El ser humano es capaz de las mayores proezas y de las más grandiosas estupideces. Ambas nos singularizan (más las proezas que las tonterías, aunque sólo sea porque son más infrecuentes). Pregunta: ¿es una proeza o una memez batir el récord del mundo del beso más largo? Queda a criterio de cada lector. Otra pregunta mucho más sencilla: ¿qué opinan del récord del mundo de sandías aplastadas con la cabeza en un minuto? Lo logró un alemán -era previsible- y lo dejó en 43 sandías destrozadas con la frente.

Son datos de la nueva edición del archifamoso Libro Guinness de los récords, que viene a recordarnos que el talento, la fuerza, la voluntad, la imaginación y el "frikismo" no tienen límites en este planeta de seres extraños y extraordinarios. Un tal Mikhail Ivanov es capaz de cabecear más de cien veces una pelota en un minuto y caminando por una cuerda floja. Inténtenlo, si tienen arrestos. 

Pero la naturaleza nada puede frente a la ola tsunámica de los humanos y sus ganas de llamar la atención. Elaine Davinson es una norteamericana que tiene 4.225 piercings. Ella lo quiere así. Su compatriota Chris Walton se dejó crecer las uñas de las manos hasta una media de 60 centímetros por dedo. Un capricho. 

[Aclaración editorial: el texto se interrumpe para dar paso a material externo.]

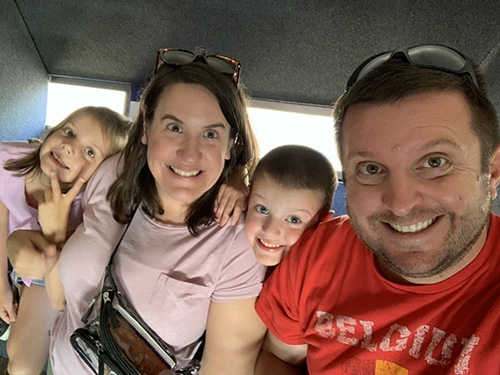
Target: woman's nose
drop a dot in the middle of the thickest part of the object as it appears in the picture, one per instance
(401, 194)
(189, 149)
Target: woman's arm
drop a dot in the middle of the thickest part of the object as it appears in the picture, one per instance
(233, 339)
(232, 198)
(278, 358)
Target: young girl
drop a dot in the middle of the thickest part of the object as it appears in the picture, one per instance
(292, 189)
(39, 188)
(181, 271)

Un párrafo para pequeñas locuras: 200 mililitros de mostaza picante en veinte segundos. Ocho plátanos pelados y comidos en un minuto (¿le parece asequible esto de los plátanos? Pruebe, pruebe...).

Hay gente para todo, y mucha. La australiana Zoe Ellis se pasea por el mundo parando las aspas de ventiladores con la lengua.

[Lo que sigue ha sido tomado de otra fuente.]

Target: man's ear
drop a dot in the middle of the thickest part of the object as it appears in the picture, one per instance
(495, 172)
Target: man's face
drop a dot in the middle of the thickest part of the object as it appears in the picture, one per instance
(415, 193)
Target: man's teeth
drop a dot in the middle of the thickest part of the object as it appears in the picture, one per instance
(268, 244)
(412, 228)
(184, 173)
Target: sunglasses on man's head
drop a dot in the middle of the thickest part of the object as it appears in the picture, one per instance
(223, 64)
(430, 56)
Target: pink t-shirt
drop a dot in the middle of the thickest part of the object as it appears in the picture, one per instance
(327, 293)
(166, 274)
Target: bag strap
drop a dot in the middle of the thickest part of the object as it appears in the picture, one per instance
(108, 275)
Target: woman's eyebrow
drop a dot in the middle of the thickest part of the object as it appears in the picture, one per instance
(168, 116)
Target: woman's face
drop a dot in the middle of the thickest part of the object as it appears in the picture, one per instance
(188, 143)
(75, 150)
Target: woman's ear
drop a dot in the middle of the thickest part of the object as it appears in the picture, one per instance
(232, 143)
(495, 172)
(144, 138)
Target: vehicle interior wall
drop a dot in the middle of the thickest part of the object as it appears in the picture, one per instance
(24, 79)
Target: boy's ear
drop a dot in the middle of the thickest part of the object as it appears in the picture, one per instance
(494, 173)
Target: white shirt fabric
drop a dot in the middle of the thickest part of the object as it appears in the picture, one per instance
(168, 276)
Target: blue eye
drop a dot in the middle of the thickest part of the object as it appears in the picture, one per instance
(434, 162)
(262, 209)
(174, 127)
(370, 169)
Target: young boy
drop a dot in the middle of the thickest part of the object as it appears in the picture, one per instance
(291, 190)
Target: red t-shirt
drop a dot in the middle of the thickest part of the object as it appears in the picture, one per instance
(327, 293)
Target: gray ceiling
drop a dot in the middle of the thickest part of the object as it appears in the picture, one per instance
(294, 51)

¿Pueden meterse veinte chicas en un coche Smart, se entiende que todas a la vez? Lo lograron unas locas californianas sin claustrofobia, jóvenes y ágiles.

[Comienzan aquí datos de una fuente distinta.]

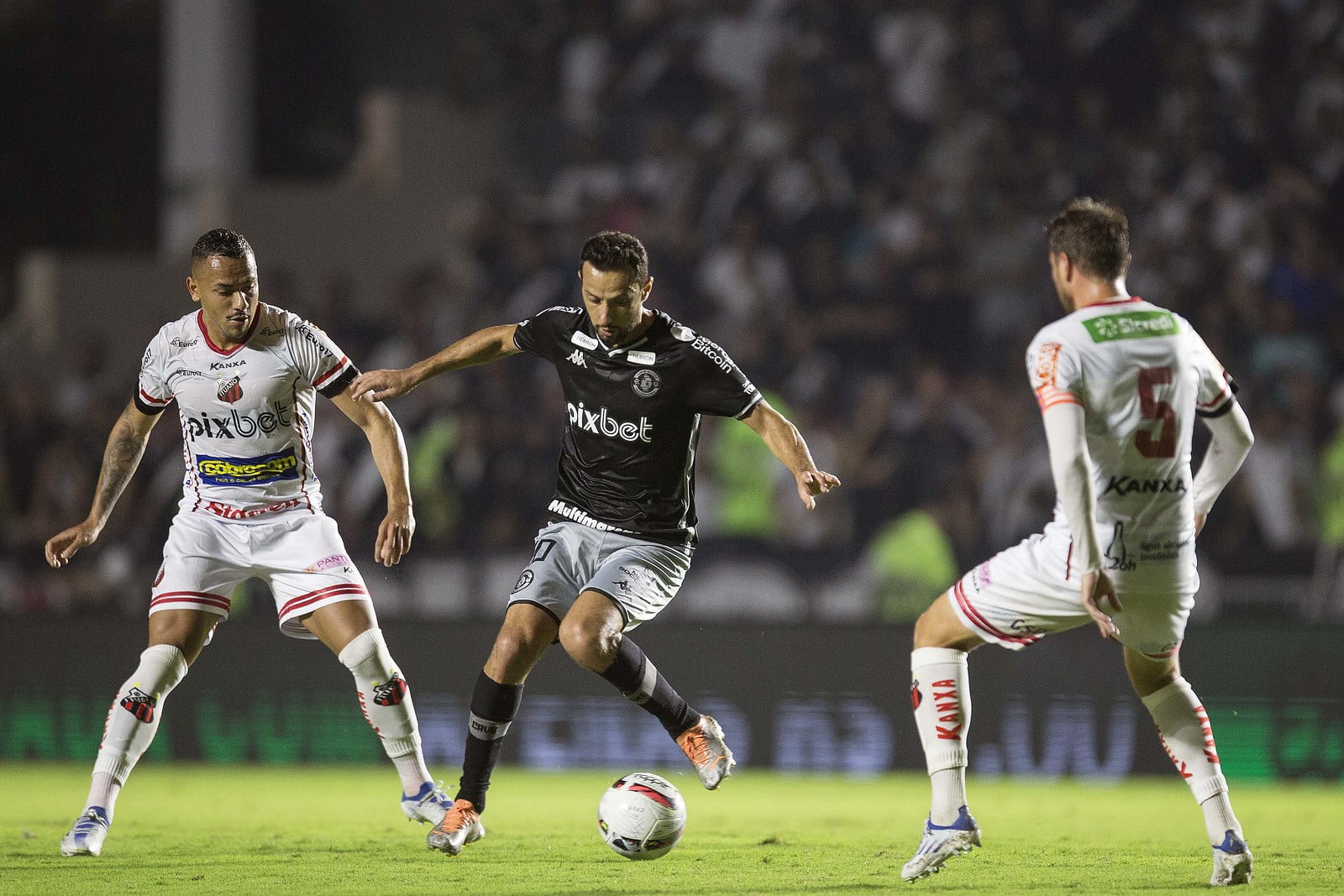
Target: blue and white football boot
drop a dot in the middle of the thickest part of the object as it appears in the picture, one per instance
(940, 844)
(429, 805)
(87, 837)
(1231, 862)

Mejor no profundizar en el proceloso mundo del coleccionismo, pero hermosa es la colección de más de dos mil tubos de pasta dentífrica que tiene el norteamericano Val Kolpakov. Es dentista.

El checo René Richter se dedica a extraer clavos de acero con los dientes. Cinco en 32 segundos, pero nada comparado a las 41 flexiones en medio minuto y sostenido con un solo dedo del chino Xie Guizhong.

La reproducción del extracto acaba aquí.